Rozdział 3 - Nieporozumienie

2K 80 1
                                    

Zuza POV:

O kurde tego się nie spodziewałam po mamie. Nie wiedziałam, że jest w stanie znaleść mojego brata.

Przełykam głośno ślinę, bacznie go obserwując. Chłopak bardzo się zmienił: miał różowe włosy ( które nawiasem mówiąc idealnie mu pasowały) zauważyłam także kilka tatuaży na jego rękach , oraz uroczy aparat na zęby.

- Co ty tutaj robisz? - pytam go powoli.

- Przyjechałem odnowić kontakty z tobą. - odpowiada.

Prychnęłam, zarzucając włosy na lewą stronę.

- Zajebiste wyczucie czasu, wiesz Karol? Po jakiś dwóch latach masz czelność po prostu tutaj przyjeżdżać? - warczę.

- Zuzia! - słyszę krzyk mojej mamy z kuchni. - Proszę się tam wyrażać!

Ignoruję komentarz mojej mamy do mnie i mówię dalej:
- Pytam jeszcze raz Karol: Po co tu przyjechałeś?

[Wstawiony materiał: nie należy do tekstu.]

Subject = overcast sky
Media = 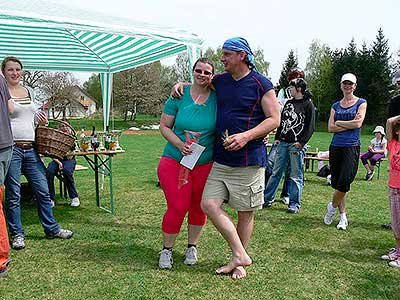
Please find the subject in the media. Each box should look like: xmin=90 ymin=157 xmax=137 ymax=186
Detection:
xmin=51 ymin=0 xmax=400 ymax=83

- Tłumaczę ci, że chcę naprawić z tobą kontakt, wiem, że zepsułem, ale chcę to wszystko naprawić. - mówi a jego głos załamuje się przez chwilę. - Siorka, naprawdę mi na tobie zależy. - kończy.

Czuję jak rośnie mi gula w gardle. Z całej siły staram się nie rozpłakać.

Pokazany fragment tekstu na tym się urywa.